The Yale women’s basketball team returns from break with an unexpected and severe blow to the program: Captain and leading scorer Sarah Halejian ’15 will be out for the remainder of the season due to a torn ACL.
The injury happened on a drive with about two minutes left in the Bulldogs’ game against Oklahoma on Dec. 30. When landing, Halejian planted her foot in a position where the ligament could not hold. Teammates and head coach Chris Gobrecht held out hope that the injury might be minor enough that Halejian could recover and make it back to the court this year. However, the official MRI showed a torn ACL, which means the captain will be out for the 15 remaining games of the season, effectively ending her college career.
“There’s no question that it’s a real blow to the team since she’s the captain, the leading scorer,” Gobrecht said. “It’s a lot for our team to absorb.”
Halejian has been a major cog in Yale’s attack over the past four seasons. She currently averages 14.9 points per game, seventh in the Ivy League. She also ranks second in the conference with 4.3 assists per game and was selected to the All-Ivy first team in each of the last two seasons.
The captain also ranks highly on Yale career leaderboards. Her career average of 12.8 points per game is tied for seventh-best in school history, and she is one of just 19 Bulldogs to score 1,000 career points.
Until this season, her durability had been a major positive for Yale. She had started 85 consecutive games for the program, dating back to her freshman season.
“I am obviously extremely bummed about the injury and the fact that my Yale career has come to an unexpected close,” Halejian said.
Despite losing such a crucial player at this point in the season, Gobrecht is confident that the team will still be able to keep up its performance. While the Bulldogs are just 5–8 this season, that record includes games against major-conference foes Washington, Arizona State and Oklahoma. In addition, the Elis have compiled an impressive 4–1 record at home.
In their first game without Halejian, the Elis were able to pull off a second-half comeback to defeat Maine 57–55. Guard Nyasha Sarju ’16 scored 18 points off the bench, while guard Tamara Simpson ’18 scored the game-winning layup with 10 seconds on the clock. Guard Lena Munzer ’17 made her first start of the season in the contest.
Halejian plays point guard, but the Bulldog team does not run a classic offensive system where the point guard is responsible for calling the plays.

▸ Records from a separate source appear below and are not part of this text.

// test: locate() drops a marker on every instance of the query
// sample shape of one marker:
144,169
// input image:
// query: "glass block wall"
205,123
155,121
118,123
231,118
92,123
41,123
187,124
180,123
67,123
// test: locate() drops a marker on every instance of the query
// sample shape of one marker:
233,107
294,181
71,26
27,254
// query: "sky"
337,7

The way the Bulldogs play, the guards are interchangeable — making it easier to replace any single player.
Gobrecht also explained that lineups are selected based on what team the Elis are heading up against. As a result, the team has had several different lineups throughout the year and is used to changing up players from game to game.

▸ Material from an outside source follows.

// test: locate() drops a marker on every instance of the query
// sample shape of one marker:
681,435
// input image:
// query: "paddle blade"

“How well we play each night out and how hard we play doesn’t change just because you’ve lost a good player,” Gobrecht said. “You’re still accountable for the same effort and commitment.”
Halejian’s injury has only increased the team’s motivation to win. Simpson explained that the team has been working hard and playing for Halejian, knowing that she would give anything to be on the court herself.
Gobrecht agrees, explaining that the team is more motivated than ever given that all team members want to play very hard and perform well in honor of Halejian. She added that it has been hard for the entire team on a very personal level, as they are very aware of Halejian’s love for the sport.
The Bulldog captain has received immense support from teammates, coaches and the athletic administration over the last few weeks. She has also been rehabilitating her knee and strengthening the surrounding muscles in order to prepare for her surgery, which will be done some time in the next few weeks.
Halejian, however, remains very positive about her recovery.
“As devastated as I am, injuries happen to athletes all the time,” Halejian said. “I plan to bounce back and still fulfill my goal of playing professional basketball in the future.”